It is a paradox of modern society that, while technology makes many people ever more connected and socially available, it can have an isolating effect on those not so closely wired into the grid.
Loneliness is a plague of modern society — particularly for elderly people.
But it can be a problem for people of any age — especially in the party season when a perceived fear of missing out can heighten the emotions and intensify feelings of solitude.
So hats off to Russell Ison, director and co-owner of Home Coffee, which is opening the doors of its cafés in Albert Road, Southsea, and Cosham High Street on Christmas Day, and inviting anyone who feels down or lonely to drop in for a spot of festive company.

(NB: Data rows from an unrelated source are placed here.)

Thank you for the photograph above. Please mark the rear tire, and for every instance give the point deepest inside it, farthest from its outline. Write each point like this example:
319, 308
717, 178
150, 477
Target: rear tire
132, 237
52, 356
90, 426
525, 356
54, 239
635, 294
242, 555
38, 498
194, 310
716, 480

Chris explained: ‘Last Christmas we did it as an experiment, opening the doors at Albert Road and our Cosham shop on the morning of Christmas day for anybody who was on their own.
‘That’s the time when families are together opening presents and those people who are on their own can feel the loneliness a bit more.’
Russell shares some moving tales of that show how much his gesture of Christmas goodwill was appreciated.
The Home Coffee company has just set up its own charity, Good Company, which has won the backing of MP Stephen Morgan as its patron.
Ethical practice and a social conscience is an admirable goal in any walk of life.
While ecological credentials have become a watchword for many businesses in recent years, some have been slow to adopt the idea of what David Cameron once called the Big Society.
Let’s hope that in the future, as we head towards Brexit and try to emerge from the shadow of austerity, many more companies will follow Home Coffee’s example.
That way they will be happy to to enjoy our business, but also to pay a little back.